Waite Hockin Stirling (1829 to 19 November 1923) was a 19th-century missionary with the Patagonian Missionary Society (later known as the South American Missionary Society) and was the first Anglican Bishop of the Falkland Islands.
In the mid-19th century, the Patagonian Missionary Society suffered several major losses and setbacks in the project for the Yaghan people at Tierra del Fuego archipelago. In 1851 Captain Allen Gardiner and his companions at Spanish Harbour on Picton Island died of starvation. In 1859 the Yahgan massacred a group of missionaries at Wulaia, Navarino Island.
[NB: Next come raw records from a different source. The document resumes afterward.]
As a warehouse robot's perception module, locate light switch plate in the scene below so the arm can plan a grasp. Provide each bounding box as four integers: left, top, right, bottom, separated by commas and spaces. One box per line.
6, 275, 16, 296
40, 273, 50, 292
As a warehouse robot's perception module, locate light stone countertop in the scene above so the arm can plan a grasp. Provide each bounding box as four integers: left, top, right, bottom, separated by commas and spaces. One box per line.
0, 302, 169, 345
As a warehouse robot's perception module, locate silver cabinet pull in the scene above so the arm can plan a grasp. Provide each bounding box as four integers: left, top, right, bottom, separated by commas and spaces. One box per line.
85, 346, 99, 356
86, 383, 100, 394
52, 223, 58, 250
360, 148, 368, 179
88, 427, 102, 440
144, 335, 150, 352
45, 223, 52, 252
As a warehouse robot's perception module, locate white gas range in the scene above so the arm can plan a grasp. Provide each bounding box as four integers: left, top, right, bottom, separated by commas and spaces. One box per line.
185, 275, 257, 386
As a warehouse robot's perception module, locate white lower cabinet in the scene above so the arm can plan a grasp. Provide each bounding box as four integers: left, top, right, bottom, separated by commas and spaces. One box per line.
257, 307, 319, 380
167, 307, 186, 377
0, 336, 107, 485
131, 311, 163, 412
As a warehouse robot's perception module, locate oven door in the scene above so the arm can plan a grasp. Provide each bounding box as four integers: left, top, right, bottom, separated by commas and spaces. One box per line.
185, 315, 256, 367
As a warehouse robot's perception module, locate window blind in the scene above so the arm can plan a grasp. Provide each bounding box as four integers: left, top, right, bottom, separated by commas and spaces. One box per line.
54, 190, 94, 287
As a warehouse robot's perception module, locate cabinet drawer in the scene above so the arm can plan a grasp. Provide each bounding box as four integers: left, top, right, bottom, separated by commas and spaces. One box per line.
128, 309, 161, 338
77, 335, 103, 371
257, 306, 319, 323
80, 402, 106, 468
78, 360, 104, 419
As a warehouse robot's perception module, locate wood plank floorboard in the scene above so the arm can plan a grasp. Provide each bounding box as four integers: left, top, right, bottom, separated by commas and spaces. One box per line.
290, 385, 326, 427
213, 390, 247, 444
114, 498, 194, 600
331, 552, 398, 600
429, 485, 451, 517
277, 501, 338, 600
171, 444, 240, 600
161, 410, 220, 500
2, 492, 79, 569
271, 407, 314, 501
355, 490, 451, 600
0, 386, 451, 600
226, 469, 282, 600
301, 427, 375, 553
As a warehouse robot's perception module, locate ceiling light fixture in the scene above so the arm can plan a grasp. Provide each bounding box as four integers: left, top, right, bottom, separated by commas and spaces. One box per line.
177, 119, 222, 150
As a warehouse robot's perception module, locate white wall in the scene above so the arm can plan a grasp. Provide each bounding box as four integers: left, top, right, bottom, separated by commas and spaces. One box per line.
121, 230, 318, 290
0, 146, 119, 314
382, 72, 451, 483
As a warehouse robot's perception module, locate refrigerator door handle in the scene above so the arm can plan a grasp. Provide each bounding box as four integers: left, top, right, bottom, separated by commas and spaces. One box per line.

In 1854, the Society re-established its missionary base at Keppel Island in the Falkland Islands; Stirling became secretary of the mission in England. In 1861 he went to Keppel Island as the mission superintendent. From there, he re-established contacts with the Yaghan of Tierra del Fuego. In January 1869 he served as a lone missionary at Ushuaia in Tierra del Fuego.
Whilst serving at Ushuaia as "God's Lonely Sentinel", as Stirling called himself, he was summoned to London to be consecrated on 21 December 1869 in Westminster Abbey as "Bishop of the Falkland Islands." It was contemporary practice to name overseas bishoprics after one of Her Majesty's possessions. Seven consular chaplaincies in South America and several private company chaplains were placed under Stirling's jurisdiction. He spent his first few years establishing his authority over recalcitrant clergy and congregations. They resented this Episcopal "upstart" and thought they still owed allegiance to the Bishop of London, previously responsible for the supervision of overseas Colonial and Consular Chaplaincies.